Additional resources

Integrations
Contributor guide
Events & Workshops
Weaviate Academy

Need help?

Weaviate LogoAsk AI Assistant⌘K
Community Forum

Vector Search

Vector search is a similarity-based search using vector embeddings, or embeddings. Vector search is also referred to as "semantic search" due to its ability to find semantically similar objects. It should be noted, however, that vector search is not limited to text data. Vector search can be used with other types of data, such as images, videos, and audio.

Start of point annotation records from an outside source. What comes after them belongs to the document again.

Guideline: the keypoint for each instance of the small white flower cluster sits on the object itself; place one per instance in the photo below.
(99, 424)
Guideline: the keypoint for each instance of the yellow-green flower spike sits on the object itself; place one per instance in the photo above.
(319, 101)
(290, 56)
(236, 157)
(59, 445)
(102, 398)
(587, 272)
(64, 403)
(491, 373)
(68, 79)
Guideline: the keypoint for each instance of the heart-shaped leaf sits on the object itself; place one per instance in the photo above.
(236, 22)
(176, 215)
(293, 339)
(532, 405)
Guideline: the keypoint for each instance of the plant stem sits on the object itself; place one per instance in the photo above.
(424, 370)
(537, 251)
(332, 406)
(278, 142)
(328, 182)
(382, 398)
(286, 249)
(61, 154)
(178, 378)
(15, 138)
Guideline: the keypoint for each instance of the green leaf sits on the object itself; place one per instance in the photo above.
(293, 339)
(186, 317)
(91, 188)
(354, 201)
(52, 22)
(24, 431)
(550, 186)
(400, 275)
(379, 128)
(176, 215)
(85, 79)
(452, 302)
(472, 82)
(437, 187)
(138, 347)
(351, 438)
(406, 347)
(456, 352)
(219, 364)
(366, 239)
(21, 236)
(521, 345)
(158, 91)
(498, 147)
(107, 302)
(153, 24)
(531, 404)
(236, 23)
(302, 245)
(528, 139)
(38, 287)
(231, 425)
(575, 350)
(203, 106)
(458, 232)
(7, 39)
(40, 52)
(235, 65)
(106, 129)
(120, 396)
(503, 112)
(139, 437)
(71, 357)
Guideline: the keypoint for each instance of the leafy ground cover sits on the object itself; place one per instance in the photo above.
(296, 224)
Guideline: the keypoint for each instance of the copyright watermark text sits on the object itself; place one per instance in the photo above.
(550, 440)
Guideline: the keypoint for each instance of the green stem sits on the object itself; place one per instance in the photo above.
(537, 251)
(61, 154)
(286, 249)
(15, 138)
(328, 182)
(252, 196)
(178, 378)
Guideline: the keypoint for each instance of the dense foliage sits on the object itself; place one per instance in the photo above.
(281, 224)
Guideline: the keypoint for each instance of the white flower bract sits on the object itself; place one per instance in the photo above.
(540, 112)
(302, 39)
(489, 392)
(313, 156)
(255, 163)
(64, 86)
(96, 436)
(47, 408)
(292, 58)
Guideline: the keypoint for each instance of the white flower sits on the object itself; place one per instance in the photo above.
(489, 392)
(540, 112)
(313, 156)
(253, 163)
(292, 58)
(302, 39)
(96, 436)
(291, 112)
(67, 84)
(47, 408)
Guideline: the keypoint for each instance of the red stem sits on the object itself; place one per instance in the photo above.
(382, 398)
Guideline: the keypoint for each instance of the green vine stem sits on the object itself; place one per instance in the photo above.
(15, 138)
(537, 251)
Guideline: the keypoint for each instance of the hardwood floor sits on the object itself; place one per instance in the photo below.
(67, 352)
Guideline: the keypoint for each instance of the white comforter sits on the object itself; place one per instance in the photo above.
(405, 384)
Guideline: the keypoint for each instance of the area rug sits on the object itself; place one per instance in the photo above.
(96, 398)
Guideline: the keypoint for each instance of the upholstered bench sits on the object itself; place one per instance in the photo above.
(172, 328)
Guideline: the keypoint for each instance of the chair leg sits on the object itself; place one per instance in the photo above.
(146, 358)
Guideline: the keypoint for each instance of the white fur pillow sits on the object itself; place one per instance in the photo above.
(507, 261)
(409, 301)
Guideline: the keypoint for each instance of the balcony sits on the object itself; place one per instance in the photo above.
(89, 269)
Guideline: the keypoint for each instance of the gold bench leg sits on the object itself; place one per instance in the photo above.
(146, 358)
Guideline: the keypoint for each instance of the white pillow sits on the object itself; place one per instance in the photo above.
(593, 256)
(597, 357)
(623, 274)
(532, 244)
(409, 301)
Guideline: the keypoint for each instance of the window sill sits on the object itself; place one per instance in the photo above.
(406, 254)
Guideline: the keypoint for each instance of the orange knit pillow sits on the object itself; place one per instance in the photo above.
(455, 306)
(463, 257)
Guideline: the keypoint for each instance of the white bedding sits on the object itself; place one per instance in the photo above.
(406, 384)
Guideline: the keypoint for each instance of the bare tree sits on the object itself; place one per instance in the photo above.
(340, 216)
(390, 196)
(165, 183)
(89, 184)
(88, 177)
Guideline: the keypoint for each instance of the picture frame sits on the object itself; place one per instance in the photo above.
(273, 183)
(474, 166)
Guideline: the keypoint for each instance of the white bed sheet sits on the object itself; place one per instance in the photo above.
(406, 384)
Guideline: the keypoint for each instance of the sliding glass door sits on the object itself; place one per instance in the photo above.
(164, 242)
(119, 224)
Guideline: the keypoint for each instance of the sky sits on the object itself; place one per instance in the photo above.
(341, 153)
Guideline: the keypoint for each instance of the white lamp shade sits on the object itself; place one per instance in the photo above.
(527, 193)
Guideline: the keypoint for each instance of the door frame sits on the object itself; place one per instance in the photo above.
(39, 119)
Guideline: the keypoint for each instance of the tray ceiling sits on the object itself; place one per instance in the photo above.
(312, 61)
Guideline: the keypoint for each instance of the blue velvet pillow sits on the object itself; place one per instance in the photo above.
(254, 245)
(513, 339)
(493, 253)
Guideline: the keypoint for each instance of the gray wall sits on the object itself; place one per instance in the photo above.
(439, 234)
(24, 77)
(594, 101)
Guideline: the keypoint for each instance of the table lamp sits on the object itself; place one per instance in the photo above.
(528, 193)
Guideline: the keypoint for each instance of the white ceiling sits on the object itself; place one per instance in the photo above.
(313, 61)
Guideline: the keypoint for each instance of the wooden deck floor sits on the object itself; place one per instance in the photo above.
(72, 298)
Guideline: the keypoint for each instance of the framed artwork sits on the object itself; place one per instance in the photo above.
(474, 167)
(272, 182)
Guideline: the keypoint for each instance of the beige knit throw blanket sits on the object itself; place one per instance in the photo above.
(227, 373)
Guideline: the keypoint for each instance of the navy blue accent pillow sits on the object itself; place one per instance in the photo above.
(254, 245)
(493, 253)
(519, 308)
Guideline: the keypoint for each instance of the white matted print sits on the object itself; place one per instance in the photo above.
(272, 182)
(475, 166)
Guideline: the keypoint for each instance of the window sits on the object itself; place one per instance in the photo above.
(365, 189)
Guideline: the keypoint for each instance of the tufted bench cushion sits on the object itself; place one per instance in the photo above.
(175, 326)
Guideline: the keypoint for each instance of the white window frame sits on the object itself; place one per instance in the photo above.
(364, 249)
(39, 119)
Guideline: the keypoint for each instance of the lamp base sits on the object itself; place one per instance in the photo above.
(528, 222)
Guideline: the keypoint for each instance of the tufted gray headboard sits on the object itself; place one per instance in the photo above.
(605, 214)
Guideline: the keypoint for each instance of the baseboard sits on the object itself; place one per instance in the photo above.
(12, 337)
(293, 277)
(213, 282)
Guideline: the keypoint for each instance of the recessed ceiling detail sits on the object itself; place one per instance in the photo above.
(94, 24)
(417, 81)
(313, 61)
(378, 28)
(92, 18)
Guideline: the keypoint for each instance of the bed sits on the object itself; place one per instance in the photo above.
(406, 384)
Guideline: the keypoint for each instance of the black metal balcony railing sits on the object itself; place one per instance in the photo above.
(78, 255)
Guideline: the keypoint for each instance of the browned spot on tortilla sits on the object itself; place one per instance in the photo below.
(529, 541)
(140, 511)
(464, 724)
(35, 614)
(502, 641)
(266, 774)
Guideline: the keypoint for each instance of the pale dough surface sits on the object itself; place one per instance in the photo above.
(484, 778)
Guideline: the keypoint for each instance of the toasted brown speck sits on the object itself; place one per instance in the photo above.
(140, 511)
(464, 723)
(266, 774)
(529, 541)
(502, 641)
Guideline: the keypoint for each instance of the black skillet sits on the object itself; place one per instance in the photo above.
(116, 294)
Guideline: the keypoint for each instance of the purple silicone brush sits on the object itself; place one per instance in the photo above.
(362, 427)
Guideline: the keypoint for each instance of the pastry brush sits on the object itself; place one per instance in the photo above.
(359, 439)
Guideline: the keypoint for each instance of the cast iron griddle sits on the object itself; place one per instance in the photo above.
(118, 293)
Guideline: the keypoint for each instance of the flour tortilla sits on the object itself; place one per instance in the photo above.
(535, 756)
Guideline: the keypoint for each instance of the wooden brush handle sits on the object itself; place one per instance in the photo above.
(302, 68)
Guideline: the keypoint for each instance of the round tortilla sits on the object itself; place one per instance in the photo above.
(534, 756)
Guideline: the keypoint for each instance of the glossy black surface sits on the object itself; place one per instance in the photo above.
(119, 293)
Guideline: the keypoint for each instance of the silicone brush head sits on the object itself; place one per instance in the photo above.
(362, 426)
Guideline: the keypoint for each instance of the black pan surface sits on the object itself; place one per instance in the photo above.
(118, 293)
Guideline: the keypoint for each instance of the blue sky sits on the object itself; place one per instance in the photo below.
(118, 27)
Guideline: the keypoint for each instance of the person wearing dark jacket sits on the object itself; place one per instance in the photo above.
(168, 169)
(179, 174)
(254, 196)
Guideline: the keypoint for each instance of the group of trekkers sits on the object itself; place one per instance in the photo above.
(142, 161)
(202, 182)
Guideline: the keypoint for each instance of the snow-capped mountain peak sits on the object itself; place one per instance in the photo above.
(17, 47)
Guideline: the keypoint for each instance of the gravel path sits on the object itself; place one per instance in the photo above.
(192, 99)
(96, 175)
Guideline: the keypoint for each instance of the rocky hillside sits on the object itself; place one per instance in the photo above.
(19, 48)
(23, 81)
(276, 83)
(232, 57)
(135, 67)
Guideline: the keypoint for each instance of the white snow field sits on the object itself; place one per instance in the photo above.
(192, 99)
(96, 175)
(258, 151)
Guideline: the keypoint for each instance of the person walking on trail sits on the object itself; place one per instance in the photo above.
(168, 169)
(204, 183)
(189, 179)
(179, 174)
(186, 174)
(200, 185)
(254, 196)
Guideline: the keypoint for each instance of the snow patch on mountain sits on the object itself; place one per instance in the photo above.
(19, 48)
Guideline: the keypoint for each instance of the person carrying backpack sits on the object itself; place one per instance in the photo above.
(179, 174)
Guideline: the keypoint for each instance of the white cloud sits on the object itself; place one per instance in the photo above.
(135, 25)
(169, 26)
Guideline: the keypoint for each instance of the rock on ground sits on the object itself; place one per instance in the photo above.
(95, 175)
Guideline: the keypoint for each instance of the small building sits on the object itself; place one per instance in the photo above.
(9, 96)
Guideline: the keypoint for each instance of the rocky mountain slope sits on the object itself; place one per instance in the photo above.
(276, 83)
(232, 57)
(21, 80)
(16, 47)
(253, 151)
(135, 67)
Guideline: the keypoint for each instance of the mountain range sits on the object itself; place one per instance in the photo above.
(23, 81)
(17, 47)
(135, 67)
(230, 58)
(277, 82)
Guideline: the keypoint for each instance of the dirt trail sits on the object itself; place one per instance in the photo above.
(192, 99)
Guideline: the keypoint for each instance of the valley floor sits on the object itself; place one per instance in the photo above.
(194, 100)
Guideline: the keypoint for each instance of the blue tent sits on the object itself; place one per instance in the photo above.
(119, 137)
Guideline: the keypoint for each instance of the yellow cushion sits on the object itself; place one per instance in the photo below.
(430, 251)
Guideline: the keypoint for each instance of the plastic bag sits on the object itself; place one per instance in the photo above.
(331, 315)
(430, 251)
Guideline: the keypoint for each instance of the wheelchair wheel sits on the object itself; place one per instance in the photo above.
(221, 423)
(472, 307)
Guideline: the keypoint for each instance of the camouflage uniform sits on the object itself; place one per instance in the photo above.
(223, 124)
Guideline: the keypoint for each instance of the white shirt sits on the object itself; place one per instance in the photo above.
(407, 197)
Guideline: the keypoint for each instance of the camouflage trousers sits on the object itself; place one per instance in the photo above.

A vector embedding captures semantic meaning of an object in a vector space. It consists of a set of numbers that represent the object's features. Vector embeddings are generated by a vectorizer model, which is a machine learning model that is trained for this purpose.

A vector search compares vectors of the stored objects against the query vector(s) to find the closest matches, before returning the top n results.

An introduction to vector search

New to vector search? Check out our blog, "Vector Search Explained" for an introduction to vector search concepts and use cases.

Object vectors

For vector search, each object must have representative vector embeddings.

The model used to generate vectors is called a vectorizer model, or an embedding model.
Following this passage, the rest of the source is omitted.